Seals died at his home in Nashville, Tennessee on June 6, 2022, aged 79, after a long illness.
And here is an interesting article about "Summer Breeze."
It took a couple of years for Seals and Crofts to record “Summer Breeze” to their satisfaction, but when the song—with its catchy hook and indelible chorus evoking sunnier times—finally hit the airwaves, in 1972, Jim’s nostalgia became everybody’s. ... Their smiling, bearded faces were everywhere as soft rock was embraced by millions and ruled the pop charts for much of the rest of the seventies—even as it was reviled by critics, who pointed their fingers at Southern California as the likely source of this plague of mellow.
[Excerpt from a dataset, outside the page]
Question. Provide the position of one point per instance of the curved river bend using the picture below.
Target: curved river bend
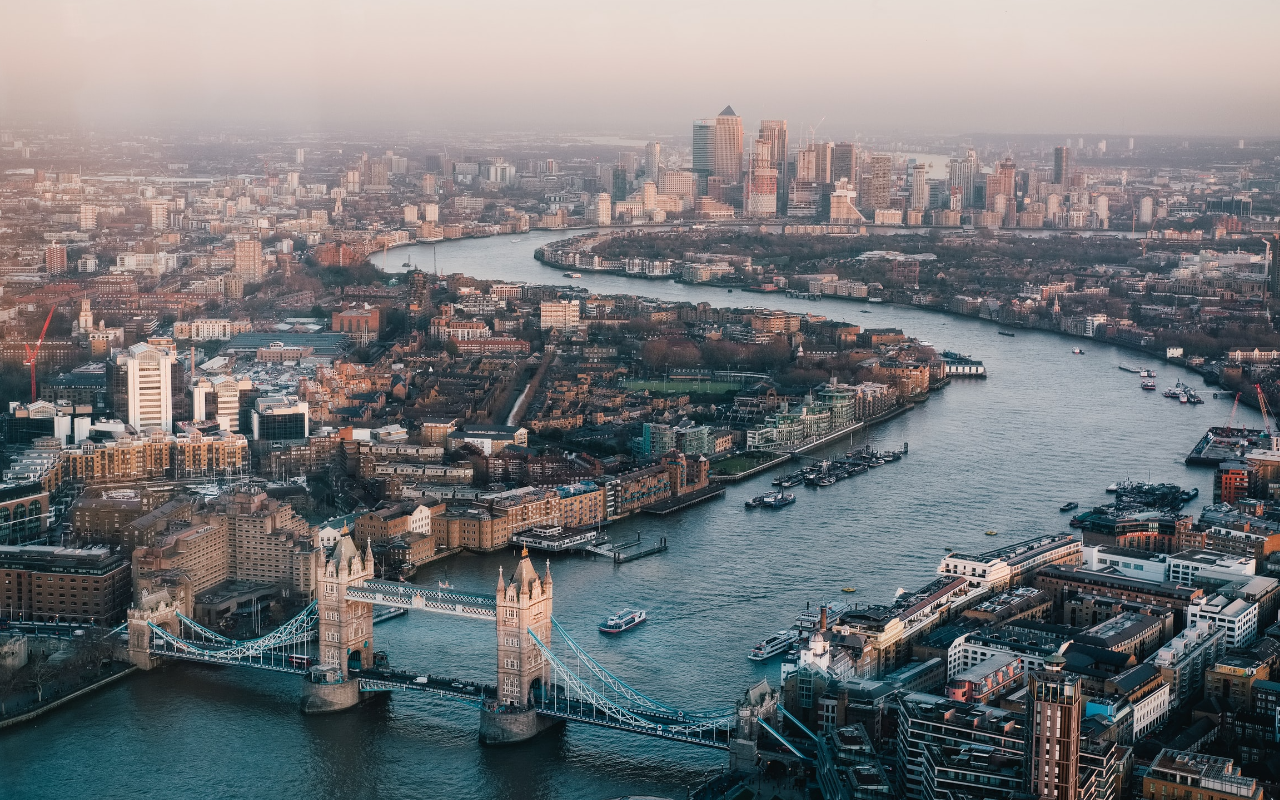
(1004, 453)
Sitting in his house in tiny Rankin, Texas, a retired oil field roughneck and guitar player named Wayland Seals knew better. Wayland was Jim’s father, and he knew firsthand that L.A. wasn’t soft rock’s sole origin point. In fact, some of the genre’s deepest roots ran under the sidewalks and streets of the very town he lived in—and then pushed out through the barren fields of West Texas. It was a vast, desolate area, one that Wayland knew well, one where young men with pitch-black grit under their fingernails and dried mud in their hair dreamed of country music every day and played it every night.